UNBELIEVABLE | La série glaçante et indispensable de Netflix
Unbelievable, la nouvelle mini-série policière de Netflix, est inspirée d’une histoire vraie révélée par deux journalistes américains, T. Christian Miller et Ken Armstrong, dans un article publié sous forme de livre en 2018 : An Unbelievable Story of Rape – un ouvrage d’ailleurs récompensé du Prix Pulitzer.
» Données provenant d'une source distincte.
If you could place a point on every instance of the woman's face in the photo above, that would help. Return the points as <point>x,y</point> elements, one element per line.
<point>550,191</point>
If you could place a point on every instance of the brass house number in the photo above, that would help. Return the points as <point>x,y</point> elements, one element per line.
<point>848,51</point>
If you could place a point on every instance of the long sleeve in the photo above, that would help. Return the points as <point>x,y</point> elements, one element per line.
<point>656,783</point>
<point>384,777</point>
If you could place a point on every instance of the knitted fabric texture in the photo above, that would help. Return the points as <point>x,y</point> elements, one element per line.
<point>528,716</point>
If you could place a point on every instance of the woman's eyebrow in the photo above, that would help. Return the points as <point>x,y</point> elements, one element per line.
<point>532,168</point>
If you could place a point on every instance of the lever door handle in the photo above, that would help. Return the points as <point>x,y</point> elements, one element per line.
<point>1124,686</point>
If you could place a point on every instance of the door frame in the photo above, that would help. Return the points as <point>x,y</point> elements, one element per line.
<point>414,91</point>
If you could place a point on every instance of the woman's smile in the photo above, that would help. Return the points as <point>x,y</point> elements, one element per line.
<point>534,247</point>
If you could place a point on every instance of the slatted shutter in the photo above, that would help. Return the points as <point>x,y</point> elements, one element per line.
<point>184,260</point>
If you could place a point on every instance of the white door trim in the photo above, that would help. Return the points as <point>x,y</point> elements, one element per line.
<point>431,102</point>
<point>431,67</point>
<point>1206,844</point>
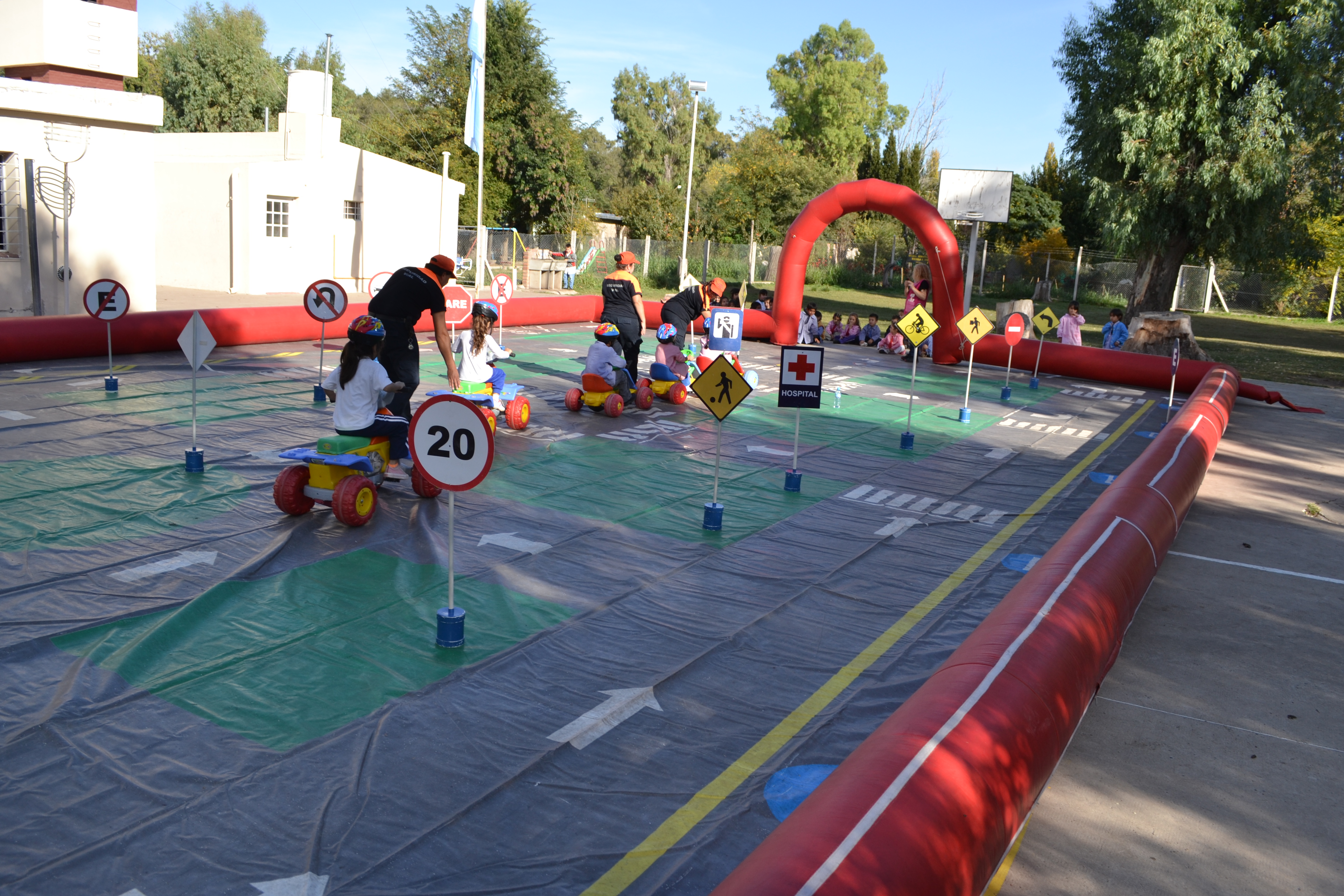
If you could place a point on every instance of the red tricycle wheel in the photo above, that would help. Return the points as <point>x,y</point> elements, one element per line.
<point>354,500</point>
<point>424,487</point>
<point>290,491</point>
<point>518,413</point>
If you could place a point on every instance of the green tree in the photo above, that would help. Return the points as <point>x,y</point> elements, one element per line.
<point>213,72</point>
<point>654,127</point>
<point>832,96</point>
<point>1191,120</point>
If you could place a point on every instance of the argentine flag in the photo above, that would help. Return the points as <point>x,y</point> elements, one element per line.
<point>474,131</point>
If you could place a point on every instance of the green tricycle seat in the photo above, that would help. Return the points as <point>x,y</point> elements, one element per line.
<point>341,444</point>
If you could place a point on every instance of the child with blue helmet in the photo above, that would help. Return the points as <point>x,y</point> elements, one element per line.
<point>480,351</point>
<point>359,386</point>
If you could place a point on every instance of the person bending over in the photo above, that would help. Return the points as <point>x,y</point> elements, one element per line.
<point>604,362</point>
<point>358,386</point>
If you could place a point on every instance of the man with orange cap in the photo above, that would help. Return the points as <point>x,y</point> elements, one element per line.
<point>409,293</point>
<point>689,305</point>
<point>623,304</point>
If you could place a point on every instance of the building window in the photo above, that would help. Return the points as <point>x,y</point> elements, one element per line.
<point>277,217</point>
<point>10,210</point>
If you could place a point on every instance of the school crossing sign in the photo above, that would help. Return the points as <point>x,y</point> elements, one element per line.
<point>721,387</point>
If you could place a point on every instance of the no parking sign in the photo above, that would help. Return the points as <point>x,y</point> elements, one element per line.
<point>452,445</point>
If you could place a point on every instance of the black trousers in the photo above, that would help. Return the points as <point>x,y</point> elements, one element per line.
<point>629,342</point>
<point>401,360</point>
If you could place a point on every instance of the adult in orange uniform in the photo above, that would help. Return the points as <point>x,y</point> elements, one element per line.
<point>623,304</point>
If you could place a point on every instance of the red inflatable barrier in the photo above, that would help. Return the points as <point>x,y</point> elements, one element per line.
<point>931,802</point>
<point>45,339</point>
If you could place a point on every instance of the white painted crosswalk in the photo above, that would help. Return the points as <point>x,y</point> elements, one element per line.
<point>913,503</point>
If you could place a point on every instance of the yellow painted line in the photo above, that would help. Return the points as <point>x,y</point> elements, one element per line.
<point>667,835</point>
<point>1006,866</point>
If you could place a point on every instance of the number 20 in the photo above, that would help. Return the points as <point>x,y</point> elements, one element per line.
<point>464,444</point>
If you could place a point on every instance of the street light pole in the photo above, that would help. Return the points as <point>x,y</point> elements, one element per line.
<point>697,88</point>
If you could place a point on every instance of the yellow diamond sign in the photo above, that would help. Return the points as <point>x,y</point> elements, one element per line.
<point>1046,320</point>
<point>917,326</point>
<point>721,387</point>
<point>975,326</point>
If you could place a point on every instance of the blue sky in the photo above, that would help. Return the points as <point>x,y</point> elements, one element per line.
<point>1005,99</point>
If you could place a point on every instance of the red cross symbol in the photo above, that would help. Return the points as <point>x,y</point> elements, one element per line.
<point>802,367</point>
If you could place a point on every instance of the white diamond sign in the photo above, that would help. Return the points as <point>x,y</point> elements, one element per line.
<point>197,342</point>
L’histoire se déroule entre 2008 et 2011 alors que de nombreuses agressions sexuelles sont commises entre Seattle et Denver, perpétrés par un ancien combattant de l’armée habitant dans l’État de Washington. Mais ce qui intéresse Susannah Grant, la créatrice de la série avec Sarah Timberman et Michael Chabon, était de mettre en lumière l’histoire de sa première victime, Marie, une jeune femme de 18 ans qui, après s’être rendue à la police pour raconter son agression, s’est retrouvée dans une position telle que les policiers l’ont conduite à retirer sa plainte.
« Un récit glaçant »
Cette mini-série de huit épisodes d’une durée moyenne de 45 minutes mêle le thriller policier et le drame, et frappe fort, d’emblée. Dès les premières minutes, le récit est glaçant. Et la dimension féministe interpelle. Car il devient vite évident que Susannah Grant souhaitait dénoncer le manque de compétence et de compassion pour les victimes de la part de des forces de l’ordre, pas toujours aptes à recevoir de tels témoignages, mal formés ou peu réceptifs. Ce manque de reconnaissance, pour les victimes, devient dévastateur – au point de créer un second traumatisme après l’acte atroce subi du fait de l’agresseur.
Mais Unbelievable est aussi une réussite dans l’écriture de ses personnages qui illustrent les différentes façons dont les victimes tentent de traverser cette épreuve. Derrière la façade et la volonté de nier ce qu’il lui est arrivée parce qu’elle ne peut avoir confiance en personne, Marie ne va pas bien et le monde qui l’entoure s’écroule peu à peu, ses amis s’éloignant, ses proches doutant et sa vie professionnelle devenant de plus en plus problématique. De leurs côtés, Lilly demeure cloîtrée chez elle tandis qu’Amber (touchante Danielle Macdonald) s’oublie dans les relations sexuelles sans lendemain.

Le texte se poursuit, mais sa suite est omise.